Breastfed children, those whose mother did not smoke in pregnancy, and those in affluent areas had significantly lower SSB consumption at every sweep (Table 1). Children with older, more educated mothers and employed parents also had lower intake of SSBs in 3 of the 4 sweeps. Sex differences in SSBs consumption were observed only at sweep 2, with greater SSB consumption among boys. On the other hand, children with employed parents, living in affluent areas, and with lower SSBs consumption had lower dmfs values at every sweep (Table 2).

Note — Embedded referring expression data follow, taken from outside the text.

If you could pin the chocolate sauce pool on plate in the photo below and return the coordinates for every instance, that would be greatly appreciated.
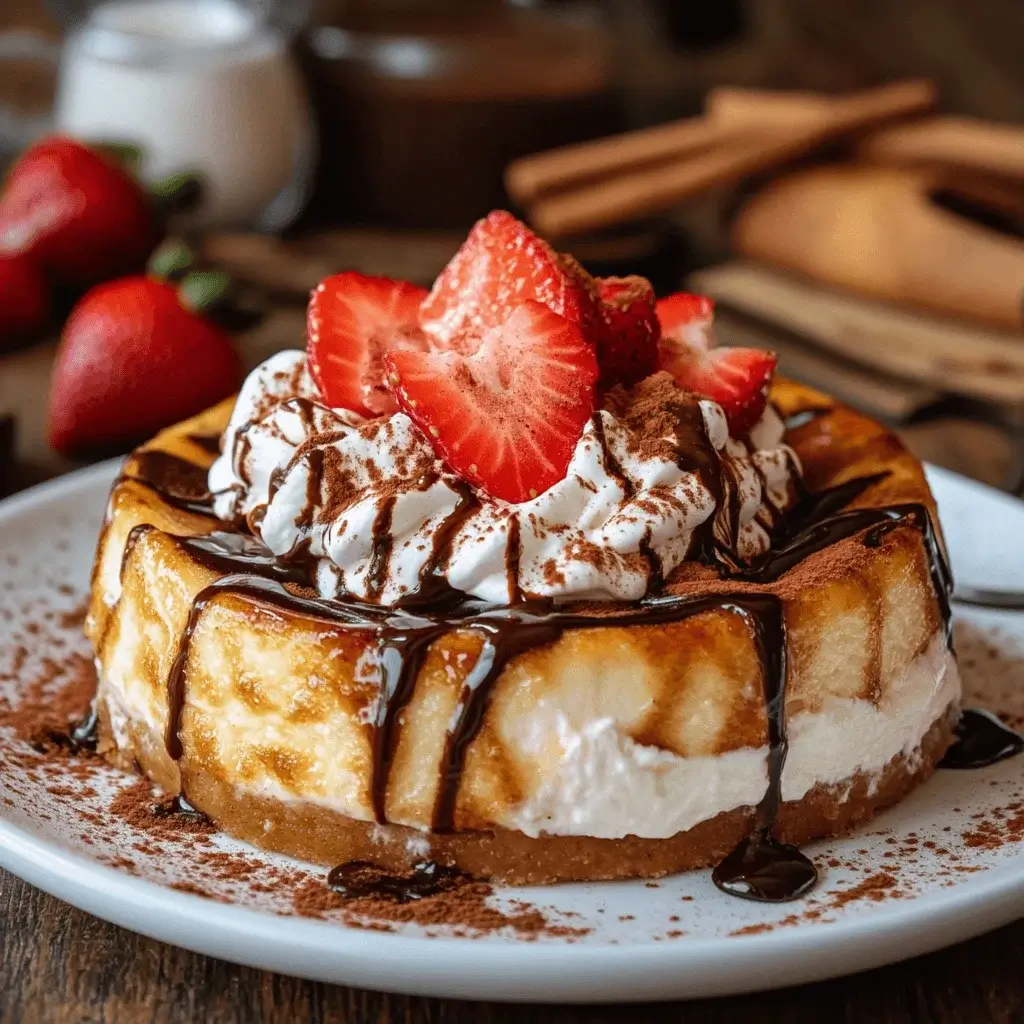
(760, 867)
(981, 740)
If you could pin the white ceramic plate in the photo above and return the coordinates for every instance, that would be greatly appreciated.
(944, 865)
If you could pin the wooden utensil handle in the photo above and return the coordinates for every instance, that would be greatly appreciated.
(960, 141)
(875, 231)
(773, 110)
(648, 190)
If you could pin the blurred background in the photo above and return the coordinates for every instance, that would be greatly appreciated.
(845, 177)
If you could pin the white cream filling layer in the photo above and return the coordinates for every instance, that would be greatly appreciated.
(602, 783)
(606, 785)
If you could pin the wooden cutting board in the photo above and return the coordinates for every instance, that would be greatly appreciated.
(921, 350)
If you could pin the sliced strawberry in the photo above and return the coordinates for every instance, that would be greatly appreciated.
(508, 417)
(628, 348)
(737, 379)
(688, 318)
(352, 321)
(501, 264)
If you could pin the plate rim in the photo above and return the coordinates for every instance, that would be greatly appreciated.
(505, 970)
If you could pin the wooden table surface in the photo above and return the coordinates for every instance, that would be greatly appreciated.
(57, 964)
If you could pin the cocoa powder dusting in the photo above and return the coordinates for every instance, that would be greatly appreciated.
(463, 905)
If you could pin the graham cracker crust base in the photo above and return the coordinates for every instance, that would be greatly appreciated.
(318, 835)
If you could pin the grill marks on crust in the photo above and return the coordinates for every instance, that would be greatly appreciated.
(514, 631)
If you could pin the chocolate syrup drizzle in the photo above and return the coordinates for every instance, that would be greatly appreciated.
(760, 867)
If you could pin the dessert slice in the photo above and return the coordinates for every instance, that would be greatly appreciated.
(529, 622)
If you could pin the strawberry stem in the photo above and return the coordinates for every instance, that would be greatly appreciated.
(201, 290)
(171, 260)
(178, 193)
(127, 155)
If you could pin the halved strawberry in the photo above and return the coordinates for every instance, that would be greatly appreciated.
(687, 318)
(508, 417)
(501, 264)
(628, 348)
(736, 378)
(351, 322)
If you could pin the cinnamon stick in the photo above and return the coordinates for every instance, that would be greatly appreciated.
(651, 189)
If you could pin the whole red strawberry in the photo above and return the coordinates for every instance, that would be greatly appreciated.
(132, 359)
(76, 212)
(24, 300)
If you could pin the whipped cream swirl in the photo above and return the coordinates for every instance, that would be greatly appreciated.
(376, 513)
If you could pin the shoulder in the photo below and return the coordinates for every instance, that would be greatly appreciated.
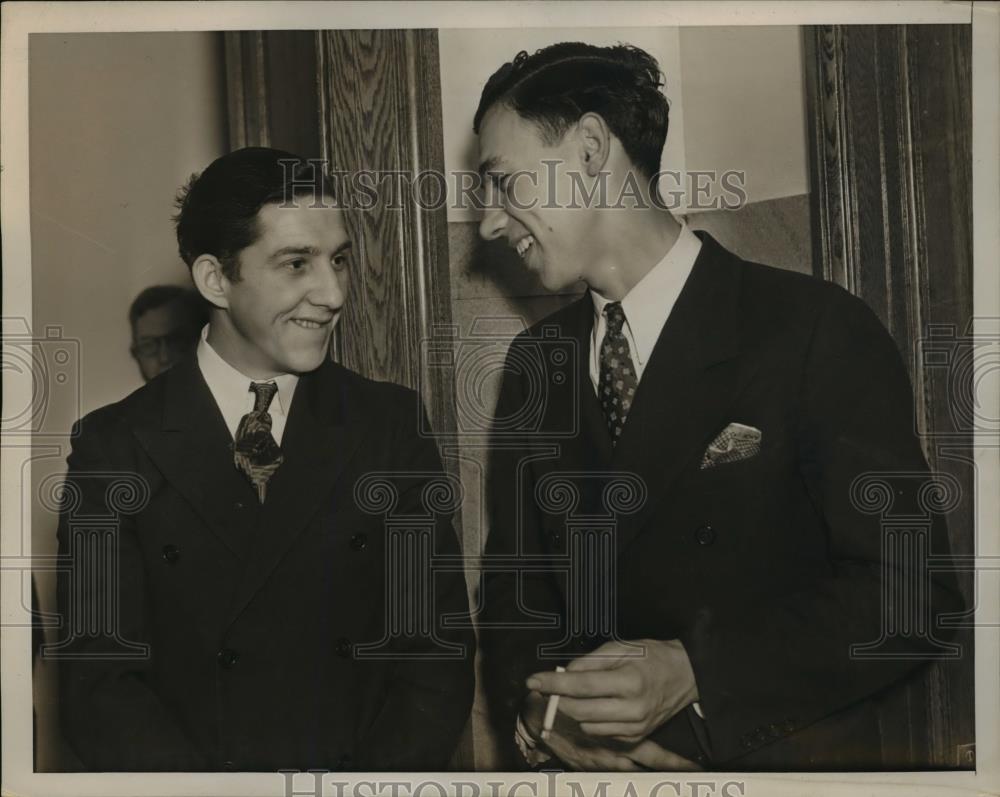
(796, 302)
(363, 392)
(115, 418)
(567, 324)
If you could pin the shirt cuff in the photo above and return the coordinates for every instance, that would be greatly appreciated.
(527, 745)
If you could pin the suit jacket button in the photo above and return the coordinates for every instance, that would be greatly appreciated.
(171, 553)
(344, 648)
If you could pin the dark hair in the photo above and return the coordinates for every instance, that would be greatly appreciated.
(189, 302)
(217, 210)
(560, 83)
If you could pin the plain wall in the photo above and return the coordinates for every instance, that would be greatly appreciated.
(118, 122)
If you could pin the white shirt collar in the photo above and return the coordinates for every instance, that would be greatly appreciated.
(231, 389)
(651, 300)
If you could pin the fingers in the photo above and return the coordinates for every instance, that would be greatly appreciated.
(596, 683)
(590, 758)
(628, 732)
(606, 657)
(651, 756)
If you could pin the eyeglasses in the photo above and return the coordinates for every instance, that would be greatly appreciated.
(172, 342)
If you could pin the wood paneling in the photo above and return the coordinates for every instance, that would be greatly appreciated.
(381, 113)
(272, 89)
(890, 150)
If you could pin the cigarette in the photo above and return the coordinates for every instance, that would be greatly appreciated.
(550, 711)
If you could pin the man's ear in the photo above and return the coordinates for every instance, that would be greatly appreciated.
(210, 280)
(595, 141)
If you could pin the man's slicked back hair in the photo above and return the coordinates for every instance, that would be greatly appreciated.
(560, 83)
(217, 209)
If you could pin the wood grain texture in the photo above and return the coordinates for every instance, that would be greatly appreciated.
(246, 89)
(890, 159)
(381, 112)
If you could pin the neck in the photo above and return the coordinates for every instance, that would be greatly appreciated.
(230, 346)
(636, 240)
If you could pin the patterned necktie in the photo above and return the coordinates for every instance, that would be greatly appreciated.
(618, 380)
(255, 452)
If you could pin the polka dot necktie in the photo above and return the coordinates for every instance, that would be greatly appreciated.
(255, 451)
(618, 380)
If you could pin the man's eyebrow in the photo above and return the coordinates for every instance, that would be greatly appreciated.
(295, 250)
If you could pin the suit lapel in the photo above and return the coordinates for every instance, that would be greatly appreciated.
(688, 385)
(572, 401)
(192, 448)
(324, 430)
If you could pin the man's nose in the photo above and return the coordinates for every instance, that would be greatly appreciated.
(328, 290)
(493, 224)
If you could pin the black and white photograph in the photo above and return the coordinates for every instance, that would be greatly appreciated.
(484, 398)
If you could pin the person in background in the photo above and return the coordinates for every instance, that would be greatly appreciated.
(166, 321)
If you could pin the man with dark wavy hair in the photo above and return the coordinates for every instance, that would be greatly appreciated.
(252, 625)
(740, 403)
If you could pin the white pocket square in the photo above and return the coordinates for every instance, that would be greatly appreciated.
(734, 443)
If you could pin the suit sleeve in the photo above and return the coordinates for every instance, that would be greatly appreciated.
(110, 716)
(431, 688)
(786, 663)
(515, 601)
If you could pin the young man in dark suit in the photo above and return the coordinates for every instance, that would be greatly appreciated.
(253, 625)
(734, 408)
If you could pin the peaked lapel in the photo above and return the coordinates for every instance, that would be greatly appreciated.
(689, 384)
(326, 423)
(189, 443)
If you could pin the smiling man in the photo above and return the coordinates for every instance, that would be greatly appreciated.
(720, 625)
(245, 584)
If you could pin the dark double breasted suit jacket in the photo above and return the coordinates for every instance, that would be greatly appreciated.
(766, 568)
(254, 615)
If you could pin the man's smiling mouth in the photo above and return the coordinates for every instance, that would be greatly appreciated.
(524, 245)
(308, 323)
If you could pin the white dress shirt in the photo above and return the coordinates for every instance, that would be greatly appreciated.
(648, 305)
(232, 394)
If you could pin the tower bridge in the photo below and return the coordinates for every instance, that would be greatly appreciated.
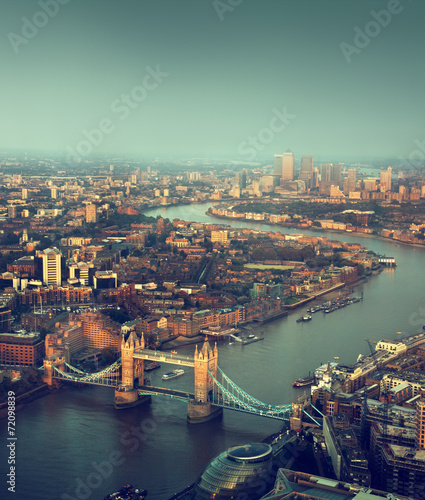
(213, 389)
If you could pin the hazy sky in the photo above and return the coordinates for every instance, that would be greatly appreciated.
(213, 77)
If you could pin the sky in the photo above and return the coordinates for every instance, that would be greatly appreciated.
(243, 79)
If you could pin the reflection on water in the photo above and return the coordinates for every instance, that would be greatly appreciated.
(66, 435)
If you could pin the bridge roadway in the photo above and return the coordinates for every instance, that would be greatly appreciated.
(182, 395)
(165, 357)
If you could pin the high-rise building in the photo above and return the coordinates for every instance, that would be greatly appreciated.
(277, 165)
(91, 213)
(51, 266)
(385, 180)
(420, 425)
(242, 179)
(11, 211)
(306, 172)
(330, 175)
(288, 166)
(350, 181)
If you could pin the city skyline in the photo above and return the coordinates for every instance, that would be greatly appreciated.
(179, 79)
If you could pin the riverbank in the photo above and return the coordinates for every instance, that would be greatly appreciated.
(317, 229)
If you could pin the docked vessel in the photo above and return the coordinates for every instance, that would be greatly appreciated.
(173, 374)
(304, 319)
(151, 365)
(302, 382)
(127, 492)
(250, 339)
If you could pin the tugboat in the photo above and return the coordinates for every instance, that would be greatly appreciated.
(127, 492)
(151, 365)
(302, 382)
(304, 318)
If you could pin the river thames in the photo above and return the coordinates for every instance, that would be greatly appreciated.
(73, 444)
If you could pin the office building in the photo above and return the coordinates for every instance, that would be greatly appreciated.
(239, 472)
(91, 213)
(350, 181)
(242, 179)
(277, 165)
(51, 266)
(306, 172)
(21, 349)
(288, 166)
(11, 211)
(385, 180)
(348, 460)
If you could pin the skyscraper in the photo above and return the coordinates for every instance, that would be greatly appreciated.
(288, 166)
(350, 181)
(51, 266)
(385, 180)
(277, 165)
(306, 172)
(91, 213)
(242, 179)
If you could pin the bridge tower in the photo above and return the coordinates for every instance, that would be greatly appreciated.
(132, 373)
(48, 369)
(201, 410)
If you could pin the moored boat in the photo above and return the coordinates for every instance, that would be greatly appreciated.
(151, 365)
(302, 382)
(173, 374)
(128, 492)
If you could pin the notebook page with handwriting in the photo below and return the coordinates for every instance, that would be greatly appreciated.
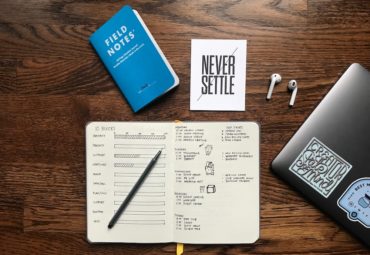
(216, 182)
(116, 155)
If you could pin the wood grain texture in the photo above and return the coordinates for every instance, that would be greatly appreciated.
(52, 83)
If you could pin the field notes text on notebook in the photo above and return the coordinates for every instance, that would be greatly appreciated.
(203, 189)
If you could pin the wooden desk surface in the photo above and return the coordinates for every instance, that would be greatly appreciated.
(52, 84)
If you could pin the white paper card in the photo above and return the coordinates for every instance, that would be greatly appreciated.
(218, 71)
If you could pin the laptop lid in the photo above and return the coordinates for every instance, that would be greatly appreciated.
(327, 158)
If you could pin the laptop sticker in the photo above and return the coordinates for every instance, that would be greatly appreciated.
(355, 201)
(320, 167)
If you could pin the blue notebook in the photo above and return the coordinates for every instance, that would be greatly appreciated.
(133, 58)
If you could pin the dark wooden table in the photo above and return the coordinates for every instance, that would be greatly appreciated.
(52, 84)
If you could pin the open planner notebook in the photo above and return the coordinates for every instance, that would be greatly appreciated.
(203, 189)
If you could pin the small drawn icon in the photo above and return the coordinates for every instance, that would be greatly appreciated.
(210, 168)
(211, 188)
(353, 215)
(364, 201)
(355, 201)
(202, 188)
(208, 149)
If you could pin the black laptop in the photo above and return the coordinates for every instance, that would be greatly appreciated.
(328, 158)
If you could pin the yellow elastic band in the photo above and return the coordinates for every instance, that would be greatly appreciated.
(179, 249)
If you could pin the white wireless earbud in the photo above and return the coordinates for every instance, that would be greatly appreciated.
(292, 86)
(275, 79)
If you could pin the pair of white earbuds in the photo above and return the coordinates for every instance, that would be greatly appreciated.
(292, 86)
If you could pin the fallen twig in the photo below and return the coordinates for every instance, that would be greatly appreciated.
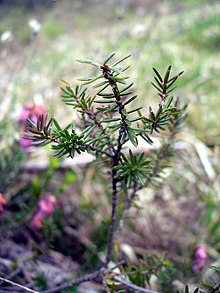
(18, 285)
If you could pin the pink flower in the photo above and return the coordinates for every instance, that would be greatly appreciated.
(2, 203)
(200, 259)
(38, 218)
(46, 207)
(30, 111)
(48, 204)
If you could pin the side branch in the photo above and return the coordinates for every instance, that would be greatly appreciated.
(75, 282)
(132, 286)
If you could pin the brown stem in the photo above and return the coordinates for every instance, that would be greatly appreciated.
(125, 213)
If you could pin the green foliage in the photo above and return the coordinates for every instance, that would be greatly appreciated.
(133, 169)
(108, 123)
(149, 266)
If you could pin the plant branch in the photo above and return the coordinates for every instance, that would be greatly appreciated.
(125, 213)
(215, 289)
(132, 286)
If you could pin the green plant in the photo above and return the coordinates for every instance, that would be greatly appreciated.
(108, 124)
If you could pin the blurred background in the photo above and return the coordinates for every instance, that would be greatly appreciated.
(39, 44)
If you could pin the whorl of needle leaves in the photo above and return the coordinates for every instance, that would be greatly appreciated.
(109, 120)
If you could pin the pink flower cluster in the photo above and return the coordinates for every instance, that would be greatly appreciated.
(46, 207)
(31, 111)
(200, 258)
(2, 203)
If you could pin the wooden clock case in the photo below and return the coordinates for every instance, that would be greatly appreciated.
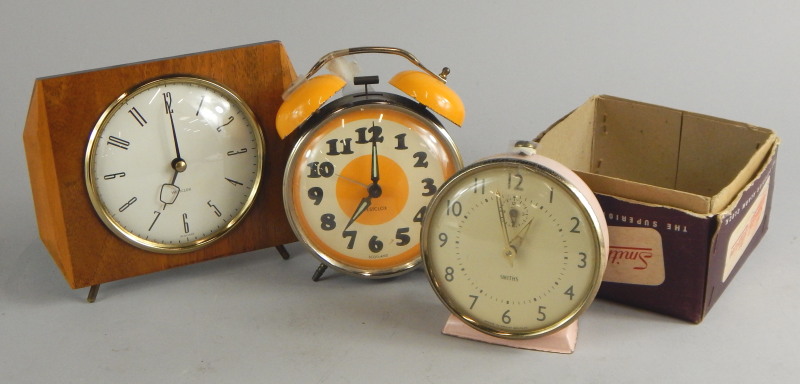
(64, 110)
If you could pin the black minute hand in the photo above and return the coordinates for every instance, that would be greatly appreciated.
(375, 174)
(168, 106)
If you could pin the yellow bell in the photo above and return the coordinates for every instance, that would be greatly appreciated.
(304, 100)
(432, 93)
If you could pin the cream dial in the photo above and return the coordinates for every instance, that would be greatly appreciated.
(513, 249)
(174, 164)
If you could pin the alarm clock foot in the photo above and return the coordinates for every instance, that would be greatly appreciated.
(283, 252)
(319, 272)
(93, 293)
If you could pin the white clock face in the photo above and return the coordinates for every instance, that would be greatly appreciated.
(357, 187)
(175, 164)
(512, 250)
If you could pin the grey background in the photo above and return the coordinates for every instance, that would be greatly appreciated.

Breastfed children, those who brushed their teeth more often, and those with older, more educated and nonsmoking mothers also had significantly lower dmfs values in 3 of the 4 sweeps.

Table 1.

Sample Description and SSBs Intakea (Mean ± SD) in Every Sweep, by Confounders.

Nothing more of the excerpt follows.